Um mal eine Lanze für den Westen zu brechen: Ich fand meine Schulzeit zwar auch hart, es gab immer Mobber und Gemobbte (schlimm eigentlich, wie selbstverständlich sowas ist) aber solche Intensität wie im Buch war auch bei uns keinesfalls normal.
ZitatOriginal von Tom
Ich finde es sehr bemerkenswert, dass gleich zwei von Euch die Schuld an Herrn Bonkers Tod nicht bei den Schülern sehen, sondern bei ihm selbst. Natürlich trägt er die Ursache in sich, fraglos, aber unmittelbarer Auslöser war die öffentliche, gezielte Bloßstellung seiner "Neigung", eben die Selbstjustiz der Schüler.
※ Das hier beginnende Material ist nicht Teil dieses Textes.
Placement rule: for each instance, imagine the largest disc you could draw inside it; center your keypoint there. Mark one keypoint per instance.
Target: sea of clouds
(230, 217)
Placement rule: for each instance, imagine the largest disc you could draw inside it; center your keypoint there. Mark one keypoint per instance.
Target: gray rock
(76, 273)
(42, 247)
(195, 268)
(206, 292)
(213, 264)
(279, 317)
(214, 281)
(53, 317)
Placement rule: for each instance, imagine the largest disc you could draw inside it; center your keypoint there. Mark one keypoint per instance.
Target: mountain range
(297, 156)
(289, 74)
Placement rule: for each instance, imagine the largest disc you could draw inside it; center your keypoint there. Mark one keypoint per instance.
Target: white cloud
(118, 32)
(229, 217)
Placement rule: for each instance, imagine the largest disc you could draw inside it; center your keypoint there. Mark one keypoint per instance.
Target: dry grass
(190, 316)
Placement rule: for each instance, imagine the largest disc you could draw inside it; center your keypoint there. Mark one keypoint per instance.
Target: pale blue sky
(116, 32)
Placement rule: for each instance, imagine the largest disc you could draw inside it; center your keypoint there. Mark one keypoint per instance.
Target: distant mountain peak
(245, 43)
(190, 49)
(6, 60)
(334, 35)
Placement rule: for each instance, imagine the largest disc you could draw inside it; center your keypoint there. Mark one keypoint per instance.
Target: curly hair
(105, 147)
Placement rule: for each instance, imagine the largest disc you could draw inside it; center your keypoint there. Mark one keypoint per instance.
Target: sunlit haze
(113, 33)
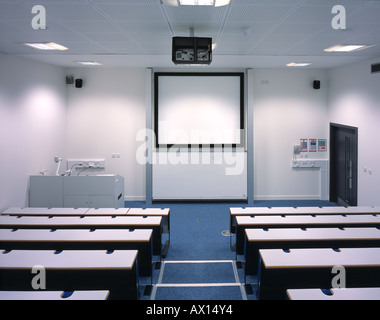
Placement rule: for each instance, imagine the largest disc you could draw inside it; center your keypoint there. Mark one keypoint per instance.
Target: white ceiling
(139, 32)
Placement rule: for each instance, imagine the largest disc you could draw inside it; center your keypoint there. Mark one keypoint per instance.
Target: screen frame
(241, 76)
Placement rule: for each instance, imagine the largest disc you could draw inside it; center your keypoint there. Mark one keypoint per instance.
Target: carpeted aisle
(200, 264)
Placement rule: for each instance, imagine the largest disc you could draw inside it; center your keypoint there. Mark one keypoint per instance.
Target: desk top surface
(107, 211)
(149, 211)
(68, 259)
(45, 211)
(312, 234)
(335, 294)
(80, 221)
(308, 258)
(283, 220)
(63, 235)
(53, 295)
(303, 210)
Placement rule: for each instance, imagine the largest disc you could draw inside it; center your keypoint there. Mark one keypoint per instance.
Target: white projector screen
(199, 109)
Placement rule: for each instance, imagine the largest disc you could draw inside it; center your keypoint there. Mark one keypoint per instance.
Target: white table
(257, 239)
(334, 294)
(312, 268)
(119, 222)
(62, 239)
(54, 295)
(72, 270)
(301, 221)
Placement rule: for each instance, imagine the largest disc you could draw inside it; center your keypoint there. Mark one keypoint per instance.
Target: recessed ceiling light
(46, 46)
(196, 2)
(215, 3)
(89, 63)
(298, 64)
(348, 48)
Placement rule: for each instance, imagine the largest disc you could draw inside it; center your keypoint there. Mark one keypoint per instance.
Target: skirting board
(287, 197)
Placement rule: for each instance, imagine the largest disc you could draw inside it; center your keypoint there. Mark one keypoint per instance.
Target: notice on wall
(322, 144)
(312, 145)
(303, 144)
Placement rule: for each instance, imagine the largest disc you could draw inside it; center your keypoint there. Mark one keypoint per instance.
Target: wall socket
(88, 163)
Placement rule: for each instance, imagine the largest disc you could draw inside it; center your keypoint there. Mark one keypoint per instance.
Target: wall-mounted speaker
(78, 83)
(69, 79)
(316, 84)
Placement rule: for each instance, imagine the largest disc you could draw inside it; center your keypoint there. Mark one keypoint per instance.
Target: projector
(192, 50)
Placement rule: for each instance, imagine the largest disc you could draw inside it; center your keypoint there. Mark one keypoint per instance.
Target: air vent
(375, 68)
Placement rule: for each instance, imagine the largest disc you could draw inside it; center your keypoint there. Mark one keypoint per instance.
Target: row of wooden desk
(81, 249)
(298, 250)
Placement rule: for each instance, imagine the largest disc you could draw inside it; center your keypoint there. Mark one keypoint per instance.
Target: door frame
(334, 127)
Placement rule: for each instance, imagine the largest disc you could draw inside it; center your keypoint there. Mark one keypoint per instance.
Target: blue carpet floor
(200, 264)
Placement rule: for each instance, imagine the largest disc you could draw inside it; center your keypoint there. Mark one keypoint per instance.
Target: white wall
(286, 109)
(354, 100)
(32, 124)
(104, 117)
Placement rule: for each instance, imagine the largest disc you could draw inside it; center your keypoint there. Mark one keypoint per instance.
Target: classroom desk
(257, 239)
(72, 270)
(268, 222)
(31, 211)
(11, 222)
(334, 294)
(37, 239)
(267, 211)
(54, 295)
(312, 268)
(164, 213)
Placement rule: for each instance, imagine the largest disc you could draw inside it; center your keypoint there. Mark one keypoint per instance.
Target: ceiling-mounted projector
(192, 50)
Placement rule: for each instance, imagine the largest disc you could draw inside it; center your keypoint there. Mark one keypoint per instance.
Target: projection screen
(199, 109)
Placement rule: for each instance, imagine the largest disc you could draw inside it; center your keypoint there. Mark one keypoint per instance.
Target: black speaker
(78, 83)
(69, 79)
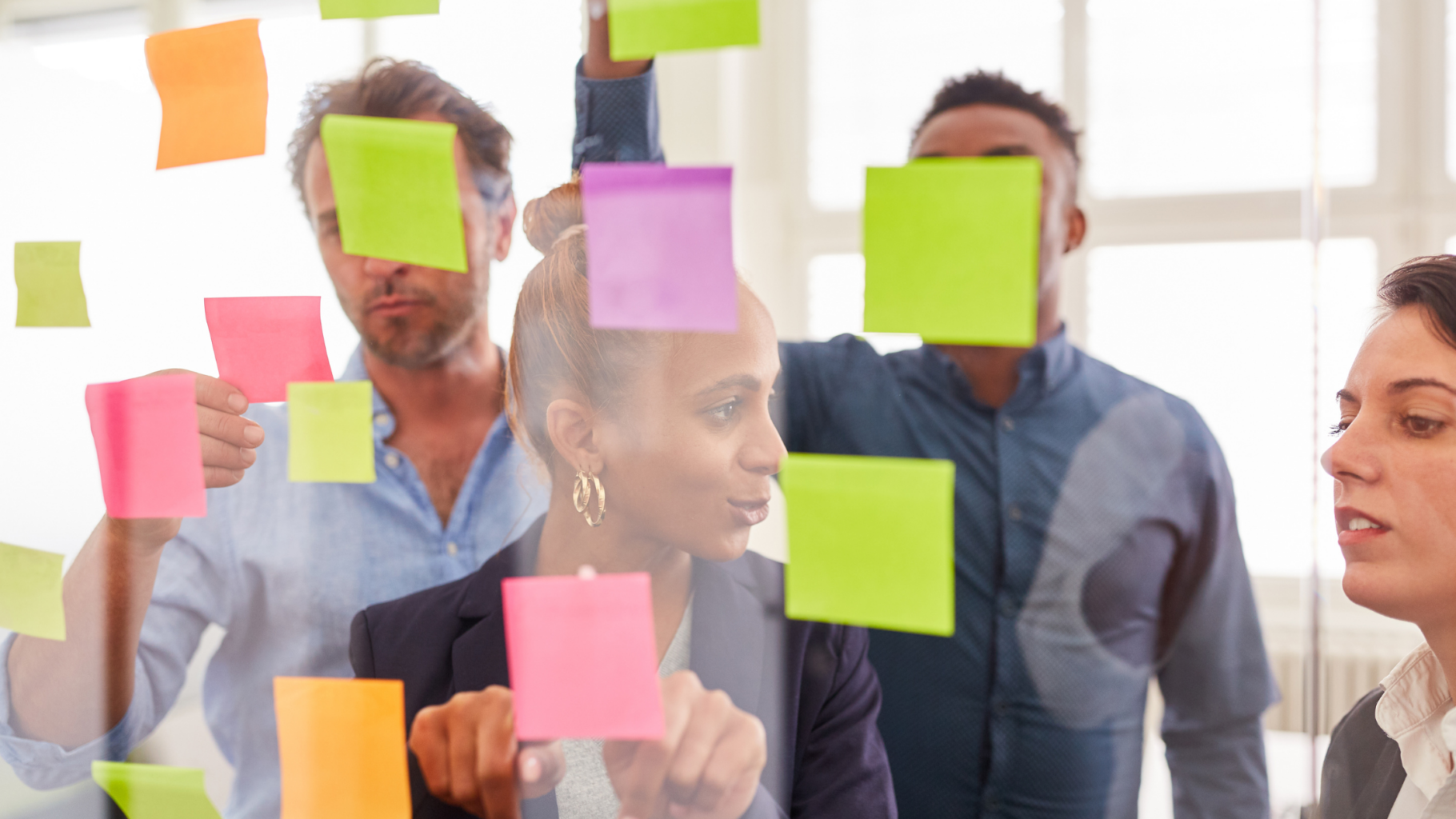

Mmh.Auslöser ... hm, ich glaube nicht an Auslöser eines Suizids. Das hat allein der in der Hand, der es tut (zumindest bei erwachsenen, gesunden Menschen). Herr Bonker hätte auch mit der Konsequenz seiner Fehltritte weiterleben können - auch wenn es hart geworden wäre -, niemand hat ihn gezwungen, sich das Leben zu nehmen.
Wenn es hier eine Schuld gäbe, dann wäre auch jemand schuld, der die Liebe eines anderen Menschen abweist, der ohne erwiderte Liebe nicht weiterleben will und sich tötet; oder ein Vorgesetzter, der den Angestellten feuert und diesem die Existenz versaut, worauf der Suizid begeht.Suizid sehe ich als eine Entscheidung, die jemand für sich allein trifft.
ZitatOriginal von Tom
Übrigens hängt er nicht mit heruntergelassener Hose am Baum. Seine Beine sind halbnackt, weil er die Wanderkleidung trägt. Den Strick hat er aus seinen Anzughosen angefertigt.Oh, dann hatte ich das falsch verstanden, sorry.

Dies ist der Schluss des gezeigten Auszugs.